Didier Férat. : C’est très compliqué car elle peut être multiple. Elle peut être rurale, mais aussi un lieu d’hébergement dans une ville écoresponsable : il y a par exemple des hôtels peu énergivores à Paris. Donc le tourisme et l’hébergement durables sont multifacettes. De fait, parler de tourisme durable est beaucoup plus large que le tourisme rural, dans le sens où il peut englober aussi les moyens de transport, des activités type vélos, randonnées...
Quelles évolutions sont apparues ces dernières années chez les accueillants, et quelles attentes de la part des visiteurs ?
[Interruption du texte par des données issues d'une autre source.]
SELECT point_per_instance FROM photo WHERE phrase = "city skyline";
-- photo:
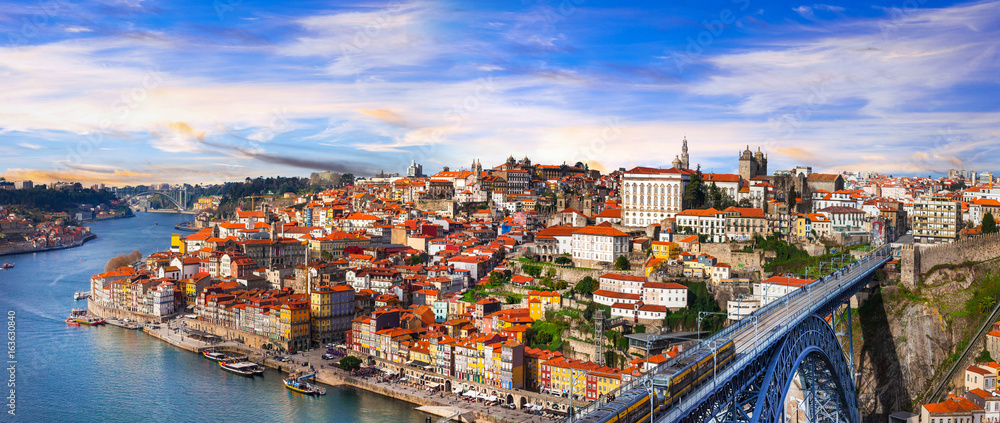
(145, 92)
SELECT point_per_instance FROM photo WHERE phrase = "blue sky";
(140, 91)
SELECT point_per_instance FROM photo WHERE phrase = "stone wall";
(730, 254)
(113, 313)
(446, 206)
(252, 340)
(916, 260)
(579, 350)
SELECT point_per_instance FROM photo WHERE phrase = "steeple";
(685, 160)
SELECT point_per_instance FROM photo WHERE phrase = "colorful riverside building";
(533, 359)
(331, 310)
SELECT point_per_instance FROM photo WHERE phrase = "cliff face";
(909, 339)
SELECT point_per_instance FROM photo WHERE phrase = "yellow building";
(320, 313)
(294, 324)
(177, 244)
(652, 265)
(546, 297)
(420, 353)
(800, 226)
(665, 250)
(566, 375)
(535, 309)
(605, 380)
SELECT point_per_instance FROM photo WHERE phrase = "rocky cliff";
(908, 339)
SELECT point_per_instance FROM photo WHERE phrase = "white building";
(163, 299)
(669, 295)
(595, 244)
(626, 284)
(775, 287)
(710, 222)
(650, 195)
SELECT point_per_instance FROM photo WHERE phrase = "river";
(109, 374)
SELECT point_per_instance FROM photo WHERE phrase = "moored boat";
(83, 318)
(299, 385)
(243, 368)
(214, 356)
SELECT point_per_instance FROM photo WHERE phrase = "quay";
(442, 404)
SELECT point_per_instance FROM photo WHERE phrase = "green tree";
(586, 286)
(544, 338)
(694, 192)
(350, 363)
(989, 224)
(532, 270)
(621, 263)
(611, 359)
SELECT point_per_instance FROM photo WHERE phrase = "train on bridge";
(679, 376)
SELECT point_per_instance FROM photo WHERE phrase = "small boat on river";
(298, 384)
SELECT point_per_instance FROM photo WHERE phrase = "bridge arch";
(810, 348)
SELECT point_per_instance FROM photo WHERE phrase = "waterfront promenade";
(445, 404)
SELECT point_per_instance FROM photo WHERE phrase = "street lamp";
(701, 314)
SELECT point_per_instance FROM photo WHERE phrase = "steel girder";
(757, 393)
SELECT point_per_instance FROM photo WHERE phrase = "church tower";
(685, 162)
(761, 160)
(748, 166)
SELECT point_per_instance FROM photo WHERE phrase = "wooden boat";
(298, 384)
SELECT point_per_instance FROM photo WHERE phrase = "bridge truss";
(791, 344)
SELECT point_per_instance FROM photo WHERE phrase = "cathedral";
(683, 161)
(752, 164)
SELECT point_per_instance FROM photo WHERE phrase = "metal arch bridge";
(178, 197)
(790, 340)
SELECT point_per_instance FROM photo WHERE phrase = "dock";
(123, 324)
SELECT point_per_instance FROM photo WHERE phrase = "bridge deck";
(766, 326)
(774, 320)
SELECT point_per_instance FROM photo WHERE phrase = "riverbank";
(437, 403)
(61, 247)
(170, 211)
(187, 227)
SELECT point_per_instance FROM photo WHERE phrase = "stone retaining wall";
(113, 313)
(252, 340)
(916, 261)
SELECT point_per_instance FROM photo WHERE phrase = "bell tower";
(685, 160)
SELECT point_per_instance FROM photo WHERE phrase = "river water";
(109, 374)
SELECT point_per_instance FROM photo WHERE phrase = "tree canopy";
(621, 263)
(989, 223)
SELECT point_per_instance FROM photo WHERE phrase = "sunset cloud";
(369, 87)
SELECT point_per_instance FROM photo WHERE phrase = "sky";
(153, 91)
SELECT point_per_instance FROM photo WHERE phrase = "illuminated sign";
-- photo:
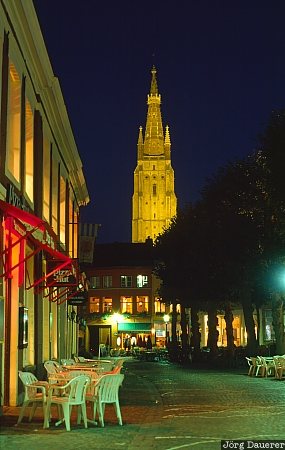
(67, 276)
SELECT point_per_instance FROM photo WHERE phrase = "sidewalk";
(166, 406)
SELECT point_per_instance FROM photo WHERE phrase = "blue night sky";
(220, 69)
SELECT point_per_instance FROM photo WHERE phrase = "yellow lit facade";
(154, 201)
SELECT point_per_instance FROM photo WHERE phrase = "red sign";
(65, 276)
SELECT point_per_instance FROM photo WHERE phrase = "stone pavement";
(167, 407)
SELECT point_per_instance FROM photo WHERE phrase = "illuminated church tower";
(154, 200)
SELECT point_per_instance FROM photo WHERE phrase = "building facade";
(154, 201)
(123, 300)
(42, 188)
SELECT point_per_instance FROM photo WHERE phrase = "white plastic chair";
(34, 395)
(106, 392)
(53, 369)
(268, 366)
(251, 366)
(67, 396)
(279, 363)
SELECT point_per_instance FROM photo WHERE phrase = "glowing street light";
(166, 319)
(116, 318)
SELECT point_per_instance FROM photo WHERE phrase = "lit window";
(29, 152)
(107, 281)
(142, 280)
(107, 304)
(94, 305)
(127, 305)
(70, 225)
(142, 303)
(159, 306)
(46, 179)
(62, 217)
(94, 282)
(126, 281)
(54, 193)
(14, 123)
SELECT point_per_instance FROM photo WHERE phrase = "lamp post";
(117, 317)
(166, 320)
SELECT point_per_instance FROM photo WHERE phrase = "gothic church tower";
(154, 201)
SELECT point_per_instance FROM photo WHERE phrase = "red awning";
(45, 241)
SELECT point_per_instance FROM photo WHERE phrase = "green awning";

D. F. : L’un des changements les plus intéressants est lié aux demandes autour de l’hébergement. Aujourd’hui, c’est un lieu d’expérience, notamment dans le tourisme rural. Que cela soit un lieu de vie dans une ferme, ou qu’il s’agisse aussi de découvertes de la région grâce aux gens qui hébergent les voyageurs.
Nous venons de publier 100 week-ends nature en France, et il nous est apparu, dans les propositions de nos auteurs que, souvent, les hébergements proposaient aussi des promenades à vélo dans le coin, la découverte de la faune ou de la flore, c’est-à-dire un mode de vie différent de ce que connaissent les citadins. Il y a cette notion d’expérience et de service qui est liée aux hébergements. C’est une nouvelle tendance.
Avec la crise sanitaire, beaucoup de Français ont privilégié les voyages dans l’Hexagone, en optant pour la découverte du tourisme vert. Pensez-vous que cette tendance est amenée à durer ?
D. F. : Oui, je pense. Pour deux raisons. D’une part, parce que l’épidémie n’est pas terminée, et d’autre part il y a une prise de conscience du danger que court la planète, comme l’a montré le récent rapport du Giec. Nous avons donc, comme toujours, des gens qui commencent à ne plus prendre l’avion, à rester dans l’Hexagone pour des raisons X ou Y, et ensuite l’ensemble de la société va suivre ces pionniers. Il y a eu une percée de la demande de tourisme rural. Dans notre collection de guides En quelques jours, les territoires un peu plus ruraux que nous proposons ont beaucoup augmenté alors que ceux des villes ont beaucoup baissé.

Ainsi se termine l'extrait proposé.